Le secret du polonium 210 dans la fumée de cigarette
Jean-Michel Bader
27/08/2008 | Mise à jour : 22:10 | Commentaires 7
http://www.lefigaro.fr/sante/2008/08/27/01004-20080827ARTFIG00559-le-secret-du-polonium-dans-la-fumee-de-cigarette-.php
Sébastien SORIANO / Le Figaro
Les fabricants savent depuis quarante ans que ce radioélément dangereux
est présent dans le tabac. Mais ils ont tout fait pour le dissimuler.
Philip Morris (PM), RJ Reynolds, British American Tobacco et toutes les
«majors» de l'industrie du tabac ont volontairement caché au public
pendant plus de quarante ans la présence dans les feuilles de tabac, les
cigarettes et la fumée de tabac d'un élément radioactif dangereux et
cancérigène, le polonium 210 (210Po). C'est ce composé, un des
radioéléments les plus toxiques, avec une activité spécifique qualifiée de
«colossale» par le radiothérapeute parisien Jean-Marc Cosset, qui avait
servi à assassiner l'ex-agent du KGB Alexander Litvinenko à Londres en
2006.
Le numéro de septembre de l'American Journal of Public Health publie
l'analyse de plus de 1 500 documents internes des firmes productrices de
tabac qui a permis à Monique Muggli, une chercheuse de la Mayo Clinic aux
États-Unis, de démontrer que les industriels savaient tout et n'ont rien
dit. Paul Eichorn, dans un mémo de 1978 au vice-président de Philip
Morris, conseillait de taire la présence du 210Po dans le tabac : «Nous
risquerions de réveiller un géant endormi !»

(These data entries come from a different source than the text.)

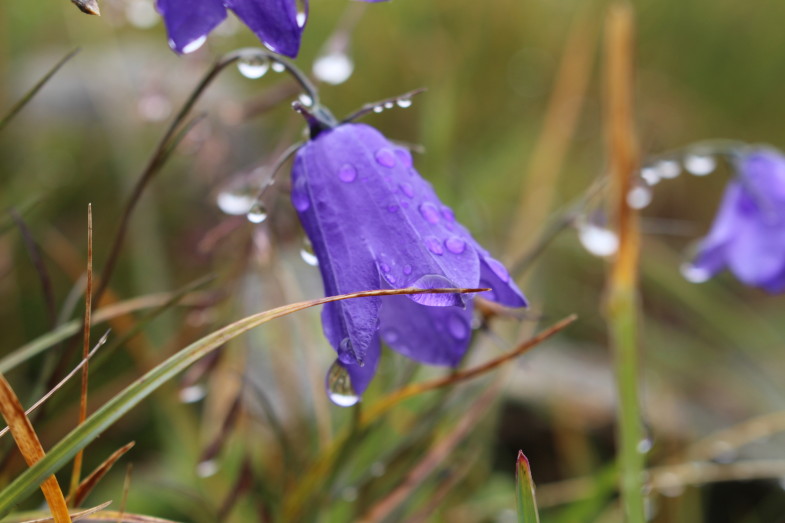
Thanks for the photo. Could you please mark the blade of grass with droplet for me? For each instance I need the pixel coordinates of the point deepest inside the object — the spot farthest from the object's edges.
(132, 395)
(524, 491)
(55, 336)
(18, 106)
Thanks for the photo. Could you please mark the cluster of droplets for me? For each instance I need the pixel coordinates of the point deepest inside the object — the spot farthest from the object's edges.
(697, 163)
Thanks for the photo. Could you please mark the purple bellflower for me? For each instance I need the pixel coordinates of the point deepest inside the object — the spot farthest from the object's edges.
(277, 23)
(376, 224)
(748, 234)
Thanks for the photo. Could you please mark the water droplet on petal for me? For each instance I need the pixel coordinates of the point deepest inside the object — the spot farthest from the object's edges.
(435, 281)
(694, 274)
(347, 173)
(598, 240)
(333, 68)
(257, 213)
(434, 245)
(235, 204)
(407, 189)
(253, 67)
(455, 245)
(429, 212)
(700, 164)
(307, 254)
(447, 214)
(668, 169)
(385, 157)
(639, 197)
(458, 327)
(389, 335)
(339, 386)
(405, 157)
(194, 45)
(300, 199)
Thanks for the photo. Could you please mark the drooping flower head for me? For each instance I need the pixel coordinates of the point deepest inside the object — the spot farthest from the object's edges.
(277, 23)
(748, 234)
(375, 223)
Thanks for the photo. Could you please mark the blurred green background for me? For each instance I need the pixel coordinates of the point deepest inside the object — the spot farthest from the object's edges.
(712, 353)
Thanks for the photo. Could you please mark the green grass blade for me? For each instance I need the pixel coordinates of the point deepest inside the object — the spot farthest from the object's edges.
(18, 106)
(524, 493)
(132, 395)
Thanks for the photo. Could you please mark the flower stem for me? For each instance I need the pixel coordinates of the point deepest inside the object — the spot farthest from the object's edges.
(622, 294)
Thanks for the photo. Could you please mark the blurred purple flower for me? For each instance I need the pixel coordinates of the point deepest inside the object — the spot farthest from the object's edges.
(276, 22)
(374, 224)
(748, 234)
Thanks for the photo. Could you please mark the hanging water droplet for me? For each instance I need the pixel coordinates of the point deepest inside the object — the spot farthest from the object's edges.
(694, 274)
(668, 169)
(700, 164)
(639, 197)
(307, 254)
(333, 68)
(253, 67)
(193, 393)
(257, 213)
(599, 241)
(339, 386)
(194, 45)
(235, 203)
(650, 175)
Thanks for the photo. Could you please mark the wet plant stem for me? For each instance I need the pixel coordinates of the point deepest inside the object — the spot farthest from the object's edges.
(172, 137)
(622, 293)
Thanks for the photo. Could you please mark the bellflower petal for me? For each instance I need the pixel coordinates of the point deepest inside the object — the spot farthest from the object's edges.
(748, 235)
(275, 22)
(433, 335)
(189, 21)
(374, 223)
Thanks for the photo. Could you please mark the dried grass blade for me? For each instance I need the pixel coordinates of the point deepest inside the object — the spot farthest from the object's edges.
(30, 447)
(89, 483)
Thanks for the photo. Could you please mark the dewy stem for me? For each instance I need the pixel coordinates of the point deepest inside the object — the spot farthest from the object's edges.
(171, 136)
(622, 290)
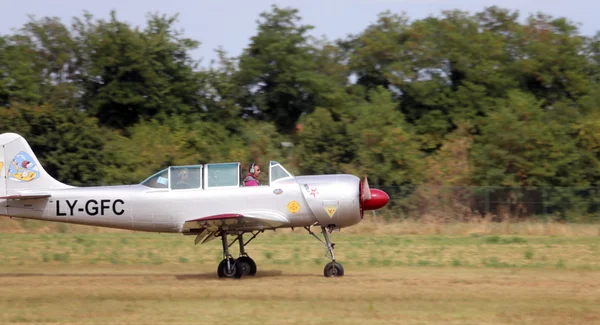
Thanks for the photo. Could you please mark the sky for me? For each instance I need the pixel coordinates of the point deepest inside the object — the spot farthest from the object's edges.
(230, 24)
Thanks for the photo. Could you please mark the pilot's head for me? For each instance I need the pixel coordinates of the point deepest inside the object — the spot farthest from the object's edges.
(183, 174)
(254, 170)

Le polonium 210 est un émetteur de radiations alpha si instable et
dangereux qu'il est un des rares à n'avoir jamais été utilisé en médecine.
Il provoque des cancers du poumon par inhalation : il se dépose aux
embranchements des bronches où il provoque le processus de cancérisation.
Un fumeur de 30 cigarettes par jour s'expose par sa présence dans la fumée
à l'équivalent de dose de 300 radios de poumons par an ! Le 210Po serait
responsable d'1 % de tous les cancers du poumon des Américains.
Si le 210Po est présent dans la fumée, c'est à cause des engrais riches en
phosphates que l'on utilise pour cultiver le tabac. Ils sont extraits de
mines d'apatites, une roche qui contient du radium et du polonium. En
diminuant la teneur en azote de la plante, ils donnent son arôme spécial
au tabac des cigarettes. Dès les années 1960, les fabricants comme Philip
Morris savaient que le 210Po contaminait leur tabac (environ 0,01
becquerel par gramme de tabac). Des documents des années 1970 montrent que
Philip Morris voulait utiliser un solvant pour laver les feuilles et
réduire la radioactivité de 10 à 40 %. Mais Ligget Tobacco Group, le 4
août 1975, conclut dans un autre mémo que les solvants lavent aussi toutes
les «faveurs aromatiques qui donnent au tabac son arôme désirable».
Fausse piste donc.
Documents cachés ou détruits
Au début des années 1980, Philip Morris charge le Dr Osdene, un de ses
chercheurs, de monter un laboratoire pour mesurer les doses de
rayonnements émis par le polonium du tabac. En septembre 2001, William
Farone, un chercheur du groupe, témoigne au procès contre les
manufacturiers américains : «Nous pouvions mesurer la radioactivité de
produits du tabac, pour retirer de la production certains qui étaient trop
radioactifs pour atterrir dans les cigarettes.» Mais l'existence même de
ce laboratoire a fini par être jugée dangereuse par la firme : le
vice-président de la recherche de Philip Morris, Richard Carchman et
William Farone, témoigneront séparément que le groupe, sur les conseils de
ses avocats, a fini par fermer ce laboratoire. Trop dangereux si quelques
plaignants pouvaient par la suite démontrer que PM «avait les moyens de
faire une cigarette plus sûre mais ne l'a pas fait».
Les fabricants ont aussi testé des filtres pour éliminer le polonium
inhalé par le fumeur : RJ Reynolds a ainsi réduit de 30 % la radioactivité
contenue dans les gaz et les particules de la fumée des blondes Winston
avec un filtre à la tourmaline (une pierre semi-précieuse). Là encore RJ
Reynolds finit par renoncer.
Tous ces travaux finirent par être stoppés, les documents cachés ou
détruits. Les avocats de Reynolds interdirent aux chercheurs comme Stewart
Bellin de publier leurs résultats (mêmes ceux favorables à la firme) dès
1967. Et les dirigeants ? Geoffrey Bible, président de Philip Morris (plus
de trente ans de maison), a témoigné publiquement en 1997 «qu'il ne savait
pas que du polonium se trouvait dans les cigarettes Marlboro».